Spring in Boulder means the end of ski season and the beginning of running season. Of course, the hard-core Boulderites have been running six times a week all winter long, but even in my younger days, I never had the sufficient commitment to running that was necessary to claim membership in that elite group.
So, for me, the vanishing of the ice and snow from the trails brings with it my annual fire drill to get in shape for the Bolder Boulder. For those of you unfamiliar with the BB, it’s one of the largest and most celebrated 10K’s in the world, with over 55,000 participants in 2009. The race takes place throughout downtown Boulder every Memorial Day, and it features live bands, dancing grannies or other entertainment on nearly every block. It finishes up at CU’s football stadium with a picnic for all, military jet flyovers and paragliders. It’s truly a blast.
And all that’s a good thing, unless you haven’t been running all winter long, which means that you have just six weeks from the last day of ski season to running a 10K in peak form. (And since this is Boulder, your peak form had better be good.)
At any rate, in my younger days, I was able to put together a few runs in April and May, and I’d be more or less ready for the Bolder Boulder. However, as I discovered last year – after an eight-year sabbatical – it’s not so easy anymore. Somehow, over the course of that time away, I had lost a minute off my pace, and that was on top of the time I’d lost over the previous several years.
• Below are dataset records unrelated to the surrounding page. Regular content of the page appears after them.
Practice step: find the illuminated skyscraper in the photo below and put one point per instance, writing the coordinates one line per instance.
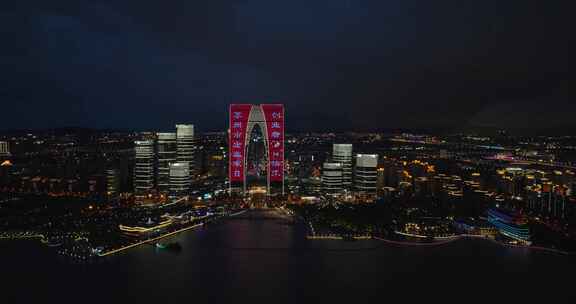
(112, 182)
(244, 118)
(186, 146)
(4, 148)
(165, 155)
(143, 167)
(366, 174)
(179, 179)
(342, 153)
(332, 178)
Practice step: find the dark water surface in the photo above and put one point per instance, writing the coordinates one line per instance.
(256, 261)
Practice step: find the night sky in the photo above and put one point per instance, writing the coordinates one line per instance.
(334, 63)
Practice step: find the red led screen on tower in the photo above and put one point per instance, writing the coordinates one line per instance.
(239, 114)
(274, 115)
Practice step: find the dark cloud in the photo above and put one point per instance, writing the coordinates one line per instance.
(338, 63)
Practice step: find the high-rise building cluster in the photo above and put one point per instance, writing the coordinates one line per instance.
(346, 173)
(4, 148)
(165, 163)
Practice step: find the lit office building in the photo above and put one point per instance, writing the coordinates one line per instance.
(165, 155)
(179, 179)
(186, 146)
(366, 174)
(112, 182)
(4, 148)
(342, 153)
(332, 178)
(143, 167)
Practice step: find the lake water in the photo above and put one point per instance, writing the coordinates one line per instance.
(256, 261)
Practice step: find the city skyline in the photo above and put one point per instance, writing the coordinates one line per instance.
(260, 151)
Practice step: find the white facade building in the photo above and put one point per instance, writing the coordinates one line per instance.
(342, 153)
(179, 179)
(332, 178)
(366, 174)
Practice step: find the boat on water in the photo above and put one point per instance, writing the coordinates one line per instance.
(53, 243)
(175, 246)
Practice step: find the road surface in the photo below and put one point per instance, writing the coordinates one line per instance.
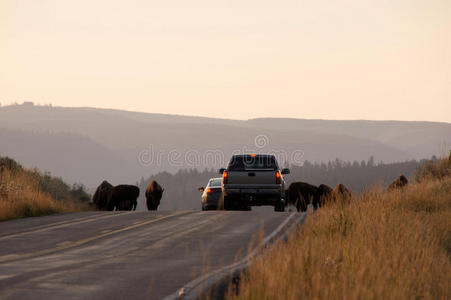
(122, 255)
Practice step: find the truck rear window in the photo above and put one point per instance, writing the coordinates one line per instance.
(248, 162)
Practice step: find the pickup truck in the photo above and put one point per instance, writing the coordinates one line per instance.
(253, 180)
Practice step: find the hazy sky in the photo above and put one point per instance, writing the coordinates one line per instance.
(343, 59)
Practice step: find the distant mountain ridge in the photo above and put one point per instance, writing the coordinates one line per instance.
(90, 144)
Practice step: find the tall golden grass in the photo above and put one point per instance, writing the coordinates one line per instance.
(21, 196)
(394, 245)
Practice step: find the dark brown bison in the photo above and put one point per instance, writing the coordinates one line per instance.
(300, 194)
(123, 197)
(341, 194)
(400, 182)
(100, 198)
(324, 194)
(154, 192)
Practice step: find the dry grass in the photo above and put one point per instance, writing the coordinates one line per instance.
(393, 245)
(20, 196)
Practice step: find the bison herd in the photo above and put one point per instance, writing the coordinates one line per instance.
(298, 194)
(125, 197)
(301, 194)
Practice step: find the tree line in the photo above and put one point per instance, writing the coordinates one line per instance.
(181, 188)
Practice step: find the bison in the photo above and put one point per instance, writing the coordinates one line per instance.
(100, 198)
(324, 194)
(400, 182)
(154, 192)
(123, 197)
(300, 194)
(341, 194)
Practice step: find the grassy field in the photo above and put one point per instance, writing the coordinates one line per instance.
(394, 245)
(28, 193)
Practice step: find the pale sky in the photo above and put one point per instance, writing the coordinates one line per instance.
(343, 59)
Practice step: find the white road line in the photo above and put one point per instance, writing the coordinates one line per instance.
(194, 288)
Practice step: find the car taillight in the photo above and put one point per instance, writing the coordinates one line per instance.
(211, 191)
(278, 177)
(225, 177)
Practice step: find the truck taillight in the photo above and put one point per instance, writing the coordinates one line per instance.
(225, 177)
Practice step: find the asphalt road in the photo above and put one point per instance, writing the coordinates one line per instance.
(122, 255)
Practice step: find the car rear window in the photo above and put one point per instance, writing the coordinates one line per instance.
(248, 162)
(215, 182)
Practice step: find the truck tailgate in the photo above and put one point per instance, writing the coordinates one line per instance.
(250, 177)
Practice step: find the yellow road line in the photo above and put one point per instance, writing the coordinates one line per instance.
(69, 244)
(64, 224)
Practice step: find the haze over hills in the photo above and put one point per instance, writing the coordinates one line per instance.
(88, 145)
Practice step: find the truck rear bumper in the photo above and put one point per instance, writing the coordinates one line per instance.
(254, 197)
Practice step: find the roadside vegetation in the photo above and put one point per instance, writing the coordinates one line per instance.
(384, 245)
(28, 192)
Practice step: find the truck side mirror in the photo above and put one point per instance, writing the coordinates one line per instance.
(285, 171)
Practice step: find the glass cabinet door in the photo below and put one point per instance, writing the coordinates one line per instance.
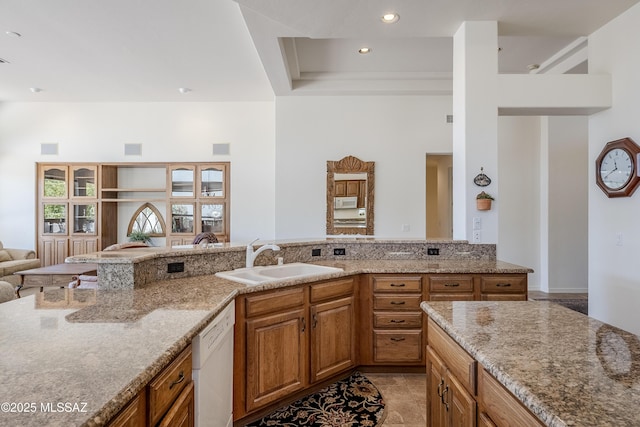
(212, 218)
(83, 181)
(212, 181)
(182, 180)
(54, 218)
(84, 218)
(182, 217)
(54, 182)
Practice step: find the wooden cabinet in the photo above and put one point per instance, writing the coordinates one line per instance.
(448, 287)
(333, 346)
(289, 339)
(168, 399)
(78, 205)
(457, 390)
(395, 320)
(498, 407)
(167, 386)
(503, 287)
(450, 382)
(134, 414)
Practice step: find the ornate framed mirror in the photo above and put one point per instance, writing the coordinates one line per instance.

This is when the acronym long used by computer programmers comes to mind: GIGO, or Garbage In, Garbage Out. When you’re over 40, a few training runs over the space of a few weeks will get you just that: very little return on very little effort. Meaning that even if your body was able to quickly overcome a certain slackness in your training schedule back in the day, those days are long over, and only a disciplined approach will help you find success post-40.